Candidates for the office may be nominated by petition, as now provided by law, which petition shall be filed in the office in which petitions for nomination to office are required by law to be filed not less than fifteen days before such recall election. (Emphasis supplied.)
Despite numerous legal red herrings and distractions from this core issue introduced at trial by the defendants – including lawyers for the Colorado Secretary of State, El Paso County Clerk & Recorder, Pueblo County Clerk & Recorder, and intervening attorney Mark Grueskin (the Democrat party attorney who also represented embattled state senators John Morse and Angela Giron, the subjects of the Colorado Recall election efforts in their failed challenge against the Recall petitions making the ballot) – Judge McGahey did not allow himself to lose sight of the core constitutional issue at stake.  In his ruling from the bench (meaning, it will not be published as a written ruling), Judge McGahey stated:
At issue in this case is whether the “not less than 15 days” provision in Article XXI of the state Constitution, or [election law] statute setting forth a shorter time period” has primacy.
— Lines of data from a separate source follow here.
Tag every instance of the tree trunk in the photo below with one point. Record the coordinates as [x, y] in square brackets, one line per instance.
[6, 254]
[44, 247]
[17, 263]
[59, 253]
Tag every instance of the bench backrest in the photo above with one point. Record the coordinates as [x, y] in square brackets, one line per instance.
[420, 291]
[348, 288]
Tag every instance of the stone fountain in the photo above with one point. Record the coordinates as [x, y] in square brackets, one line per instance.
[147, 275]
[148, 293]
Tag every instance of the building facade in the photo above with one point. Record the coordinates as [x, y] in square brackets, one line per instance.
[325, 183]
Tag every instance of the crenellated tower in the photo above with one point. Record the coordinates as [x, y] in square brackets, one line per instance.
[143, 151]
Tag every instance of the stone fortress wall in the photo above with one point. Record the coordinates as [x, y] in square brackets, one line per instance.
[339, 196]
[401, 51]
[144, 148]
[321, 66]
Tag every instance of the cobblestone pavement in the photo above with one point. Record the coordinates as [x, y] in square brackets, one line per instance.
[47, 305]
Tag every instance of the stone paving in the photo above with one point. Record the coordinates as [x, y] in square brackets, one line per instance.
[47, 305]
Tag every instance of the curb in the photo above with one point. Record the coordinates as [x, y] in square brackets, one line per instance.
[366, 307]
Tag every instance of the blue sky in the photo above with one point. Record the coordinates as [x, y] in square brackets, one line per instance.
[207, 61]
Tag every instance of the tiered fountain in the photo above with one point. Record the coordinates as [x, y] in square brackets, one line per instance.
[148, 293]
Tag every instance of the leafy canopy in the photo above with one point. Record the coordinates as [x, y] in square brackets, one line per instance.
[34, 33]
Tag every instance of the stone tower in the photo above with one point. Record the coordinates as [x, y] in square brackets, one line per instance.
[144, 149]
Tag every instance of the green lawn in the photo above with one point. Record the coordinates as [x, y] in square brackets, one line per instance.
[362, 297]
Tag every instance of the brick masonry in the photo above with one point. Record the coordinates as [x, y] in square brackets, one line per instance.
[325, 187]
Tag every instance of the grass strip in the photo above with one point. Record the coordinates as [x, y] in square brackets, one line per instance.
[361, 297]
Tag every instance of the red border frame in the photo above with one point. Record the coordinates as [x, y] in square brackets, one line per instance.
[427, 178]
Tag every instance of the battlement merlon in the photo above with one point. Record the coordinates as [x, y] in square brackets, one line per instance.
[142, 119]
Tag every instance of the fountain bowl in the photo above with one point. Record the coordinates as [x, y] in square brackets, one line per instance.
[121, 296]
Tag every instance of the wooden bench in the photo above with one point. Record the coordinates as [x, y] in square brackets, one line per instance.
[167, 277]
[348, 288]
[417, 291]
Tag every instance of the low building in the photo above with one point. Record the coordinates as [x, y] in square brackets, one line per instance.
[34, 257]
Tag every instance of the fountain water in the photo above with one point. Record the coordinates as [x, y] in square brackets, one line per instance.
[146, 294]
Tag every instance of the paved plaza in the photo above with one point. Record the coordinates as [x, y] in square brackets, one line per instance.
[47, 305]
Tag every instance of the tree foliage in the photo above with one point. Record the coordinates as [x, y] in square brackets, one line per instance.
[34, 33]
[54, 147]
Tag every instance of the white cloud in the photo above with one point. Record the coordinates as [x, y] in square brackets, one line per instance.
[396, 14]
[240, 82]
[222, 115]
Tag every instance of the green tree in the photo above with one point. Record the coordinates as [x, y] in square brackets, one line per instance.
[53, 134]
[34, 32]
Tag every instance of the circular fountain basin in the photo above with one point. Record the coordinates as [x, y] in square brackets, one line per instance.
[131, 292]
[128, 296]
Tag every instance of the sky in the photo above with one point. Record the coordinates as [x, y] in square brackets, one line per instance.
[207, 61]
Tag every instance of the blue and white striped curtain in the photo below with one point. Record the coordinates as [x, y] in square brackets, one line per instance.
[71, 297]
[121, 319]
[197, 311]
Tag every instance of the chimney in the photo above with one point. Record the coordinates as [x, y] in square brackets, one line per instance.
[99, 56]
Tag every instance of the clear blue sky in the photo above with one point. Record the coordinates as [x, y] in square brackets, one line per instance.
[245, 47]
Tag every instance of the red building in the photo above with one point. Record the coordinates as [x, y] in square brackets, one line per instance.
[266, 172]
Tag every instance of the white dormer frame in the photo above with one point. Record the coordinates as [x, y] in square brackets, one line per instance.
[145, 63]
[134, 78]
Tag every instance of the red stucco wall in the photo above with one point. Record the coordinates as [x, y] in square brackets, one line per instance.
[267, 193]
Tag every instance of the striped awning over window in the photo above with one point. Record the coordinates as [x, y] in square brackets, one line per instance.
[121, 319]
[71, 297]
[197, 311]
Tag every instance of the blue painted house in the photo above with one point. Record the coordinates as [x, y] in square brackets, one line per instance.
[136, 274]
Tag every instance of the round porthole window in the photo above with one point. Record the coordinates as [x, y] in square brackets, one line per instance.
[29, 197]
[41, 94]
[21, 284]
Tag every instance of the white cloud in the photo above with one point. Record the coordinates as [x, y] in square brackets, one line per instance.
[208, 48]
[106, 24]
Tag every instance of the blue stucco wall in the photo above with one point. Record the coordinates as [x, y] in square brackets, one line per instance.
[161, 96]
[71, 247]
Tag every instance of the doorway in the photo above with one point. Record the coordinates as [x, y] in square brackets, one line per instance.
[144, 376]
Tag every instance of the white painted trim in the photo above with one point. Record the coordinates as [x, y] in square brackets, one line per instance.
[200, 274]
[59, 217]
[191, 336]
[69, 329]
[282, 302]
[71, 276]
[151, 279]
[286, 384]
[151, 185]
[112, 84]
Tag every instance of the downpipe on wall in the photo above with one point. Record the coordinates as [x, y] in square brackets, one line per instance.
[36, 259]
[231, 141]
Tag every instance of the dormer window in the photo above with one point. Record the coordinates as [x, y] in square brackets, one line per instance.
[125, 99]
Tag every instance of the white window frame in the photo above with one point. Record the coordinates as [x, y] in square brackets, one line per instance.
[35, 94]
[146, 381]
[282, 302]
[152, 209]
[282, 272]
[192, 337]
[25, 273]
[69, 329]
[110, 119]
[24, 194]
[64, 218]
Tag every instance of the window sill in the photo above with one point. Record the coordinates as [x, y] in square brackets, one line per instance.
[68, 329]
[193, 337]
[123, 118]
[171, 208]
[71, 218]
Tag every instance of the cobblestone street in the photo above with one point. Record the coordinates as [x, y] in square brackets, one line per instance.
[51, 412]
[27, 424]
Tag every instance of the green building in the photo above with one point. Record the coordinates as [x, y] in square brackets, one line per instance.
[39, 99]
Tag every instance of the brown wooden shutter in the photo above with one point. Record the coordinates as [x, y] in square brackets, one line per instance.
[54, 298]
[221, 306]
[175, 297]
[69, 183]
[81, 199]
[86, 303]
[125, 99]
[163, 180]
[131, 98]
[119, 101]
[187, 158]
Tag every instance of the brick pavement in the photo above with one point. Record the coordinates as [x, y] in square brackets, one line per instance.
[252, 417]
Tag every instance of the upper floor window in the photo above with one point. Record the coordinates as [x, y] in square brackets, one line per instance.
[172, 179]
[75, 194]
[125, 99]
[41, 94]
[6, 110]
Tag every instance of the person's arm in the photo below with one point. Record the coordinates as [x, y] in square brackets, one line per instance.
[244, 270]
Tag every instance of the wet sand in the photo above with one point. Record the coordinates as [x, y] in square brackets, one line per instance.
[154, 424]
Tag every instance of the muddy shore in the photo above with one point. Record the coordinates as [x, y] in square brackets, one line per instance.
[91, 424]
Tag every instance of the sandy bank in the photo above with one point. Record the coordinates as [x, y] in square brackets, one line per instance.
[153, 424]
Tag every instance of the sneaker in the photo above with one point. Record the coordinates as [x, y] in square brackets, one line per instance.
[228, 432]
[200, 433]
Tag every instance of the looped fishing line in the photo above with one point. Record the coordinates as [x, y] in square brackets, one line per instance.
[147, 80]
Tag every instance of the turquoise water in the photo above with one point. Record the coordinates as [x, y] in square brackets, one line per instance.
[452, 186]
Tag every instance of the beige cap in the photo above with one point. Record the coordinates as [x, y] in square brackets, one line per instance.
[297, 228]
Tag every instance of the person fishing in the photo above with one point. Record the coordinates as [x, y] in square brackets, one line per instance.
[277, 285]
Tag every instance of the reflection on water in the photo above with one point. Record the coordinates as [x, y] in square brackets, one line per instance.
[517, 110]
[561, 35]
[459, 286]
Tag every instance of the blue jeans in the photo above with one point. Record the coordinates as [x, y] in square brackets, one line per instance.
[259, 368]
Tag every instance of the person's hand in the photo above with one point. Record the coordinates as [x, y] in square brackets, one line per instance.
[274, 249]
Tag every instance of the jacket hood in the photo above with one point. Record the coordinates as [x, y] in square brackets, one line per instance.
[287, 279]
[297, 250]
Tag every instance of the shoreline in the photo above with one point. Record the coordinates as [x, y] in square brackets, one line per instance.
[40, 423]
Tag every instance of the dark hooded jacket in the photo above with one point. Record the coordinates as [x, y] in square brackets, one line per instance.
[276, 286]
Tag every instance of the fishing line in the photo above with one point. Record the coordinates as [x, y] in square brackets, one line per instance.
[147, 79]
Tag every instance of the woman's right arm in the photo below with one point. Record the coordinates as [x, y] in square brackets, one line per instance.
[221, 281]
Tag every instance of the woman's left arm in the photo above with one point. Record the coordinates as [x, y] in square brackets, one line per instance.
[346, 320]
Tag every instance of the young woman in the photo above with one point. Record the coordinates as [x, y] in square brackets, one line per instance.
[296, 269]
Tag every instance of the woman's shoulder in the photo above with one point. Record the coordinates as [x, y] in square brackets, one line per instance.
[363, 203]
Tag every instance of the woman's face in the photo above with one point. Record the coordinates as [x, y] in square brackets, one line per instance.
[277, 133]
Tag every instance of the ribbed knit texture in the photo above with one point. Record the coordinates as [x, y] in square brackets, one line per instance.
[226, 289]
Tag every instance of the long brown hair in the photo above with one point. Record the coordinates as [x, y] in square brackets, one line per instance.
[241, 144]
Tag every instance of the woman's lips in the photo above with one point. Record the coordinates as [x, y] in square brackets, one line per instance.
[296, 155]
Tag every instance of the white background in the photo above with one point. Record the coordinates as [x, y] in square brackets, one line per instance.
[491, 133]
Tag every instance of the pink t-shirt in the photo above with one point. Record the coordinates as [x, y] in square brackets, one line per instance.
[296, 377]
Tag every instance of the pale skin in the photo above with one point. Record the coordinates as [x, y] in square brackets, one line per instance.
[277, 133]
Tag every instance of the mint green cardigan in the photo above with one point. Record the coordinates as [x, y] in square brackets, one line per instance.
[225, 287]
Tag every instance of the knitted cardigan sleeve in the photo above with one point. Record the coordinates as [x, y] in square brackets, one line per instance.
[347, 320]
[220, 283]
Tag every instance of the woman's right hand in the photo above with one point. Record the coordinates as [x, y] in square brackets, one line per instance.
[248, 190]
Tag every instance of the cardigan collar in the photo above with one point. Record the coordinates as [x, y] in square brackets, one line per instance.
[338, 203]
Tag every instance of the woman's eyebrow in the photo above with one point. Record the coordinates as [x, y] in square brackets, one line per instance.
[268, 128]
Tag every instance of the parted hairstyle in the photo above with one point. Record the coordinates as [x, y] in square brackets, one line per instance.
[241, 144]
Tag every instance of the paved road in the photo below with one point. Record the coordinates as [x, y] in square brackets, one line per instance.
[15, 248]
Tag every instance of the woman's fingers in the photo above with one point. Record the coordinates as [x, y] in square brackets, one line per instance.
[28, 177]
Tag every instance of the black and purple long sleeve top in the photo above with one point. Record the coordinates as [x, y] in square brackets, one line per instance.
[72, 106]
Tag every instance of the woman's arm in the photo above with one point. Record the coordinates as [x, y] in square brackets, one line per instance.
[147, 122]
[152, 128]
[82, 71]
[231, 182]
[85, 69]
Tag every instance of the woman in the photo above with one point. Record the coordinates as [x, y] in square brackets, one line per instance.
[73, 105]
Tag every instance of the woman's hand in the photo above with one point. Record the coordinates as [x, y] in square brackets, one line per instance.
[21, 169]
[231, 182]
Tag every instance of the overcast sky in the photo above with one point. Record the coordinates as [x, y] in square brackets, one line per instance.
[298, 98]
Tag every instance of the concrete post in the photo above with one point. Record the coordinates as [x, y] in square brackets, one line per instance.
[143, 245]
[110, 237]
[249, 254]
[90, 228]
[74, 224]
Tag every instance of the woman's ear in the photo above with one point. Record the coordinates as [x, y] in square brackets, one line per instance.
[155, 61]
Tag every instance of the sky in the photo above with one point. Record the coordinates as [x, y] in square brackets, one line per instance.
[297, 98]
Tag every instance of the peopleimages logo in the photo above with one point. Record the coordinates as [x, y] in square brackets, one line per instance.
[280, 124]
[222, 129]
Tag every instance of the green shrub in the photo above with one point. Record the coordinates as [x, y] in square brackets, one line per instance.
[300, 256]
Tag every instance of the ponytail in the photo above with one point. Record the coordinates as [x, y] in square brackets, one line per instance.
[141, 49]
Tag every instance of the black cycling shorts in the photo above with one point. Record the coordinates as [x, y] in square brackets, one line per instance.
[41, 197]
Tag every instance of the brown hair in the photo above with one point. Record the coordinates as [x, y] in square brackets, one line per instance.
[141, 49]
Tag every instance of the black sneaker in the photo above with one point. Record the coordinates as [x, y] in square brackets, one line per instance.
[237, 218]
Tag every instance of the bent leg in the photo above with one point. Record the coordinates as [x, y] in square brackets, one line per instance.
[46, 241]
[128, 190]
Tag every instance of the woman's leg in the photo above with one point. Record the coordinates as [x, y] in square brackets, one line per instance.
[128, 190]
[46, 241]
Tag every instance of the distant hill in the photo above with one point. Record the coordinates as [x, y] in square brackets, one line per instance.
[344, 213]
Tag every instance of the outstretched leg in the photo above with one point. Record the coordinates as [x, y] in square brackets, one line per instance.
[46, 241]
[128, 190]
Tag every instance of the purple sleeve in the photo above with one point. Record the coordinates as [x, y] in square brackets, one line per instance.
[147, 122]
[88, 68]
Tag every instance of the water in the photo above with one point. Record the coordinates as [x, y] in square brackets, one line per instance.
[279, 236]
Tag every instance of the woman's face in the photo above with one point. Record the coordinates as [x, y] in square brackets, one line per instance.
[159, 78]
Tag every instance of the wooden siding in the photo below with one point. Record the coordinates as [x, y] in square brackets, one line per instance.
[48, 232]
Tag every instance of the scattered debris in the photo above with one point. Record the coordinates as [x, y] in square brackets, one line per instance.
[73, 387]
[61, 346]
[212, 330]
Judge McGahey noted that both the plaintiffs and the Secretary of State positions agreed that the statute conflicts with the Constitution.
In fact, the Secretary of State formulated Rule 32.6 expressly in order to “harmonize” statute and Constitution; “it is acknowledgment, indeed admission, of dissonance.”
Since Plaintiffs were “seeking rights under an unambiguous provision of the Colorado Constitution” – whatever the merits of the legislation, the process set forth in the election law “fails as law” as it does not comport with the language of the Constitution.
Judge McGahey also ripped the legislature for writing an election law so clearly noncompliant with the state Constitution:
With all due respect to the legislature, it did not consider or ignored the clear language of Article XXI – I find that both sad and, frankly, shocking.
He noted, “the constitutional mandate cannot be ignored because of inertia – or because it’s “archaic” (an argument advanced by multiple attorneys for the defense, alleging that because the Constitution pre-dated the “modern” practices of early voting and mail-in ballots, the constitutional language should be ignored or set aside based on senescence).
Judge McGahey further rejected the argument, advanced by Morse attorney Grueskin, that wording of “not less than” was not equivalent to “at least” (calling it a “distinction without a difference”).
Distilled down to its essential elements – a conflict between the clear language of the Constitution versus the requirements of recently-enacted election legislation – Judge McGahey’s choice, and ruling, was clear and perhaps inevitable:  the Constitution wins.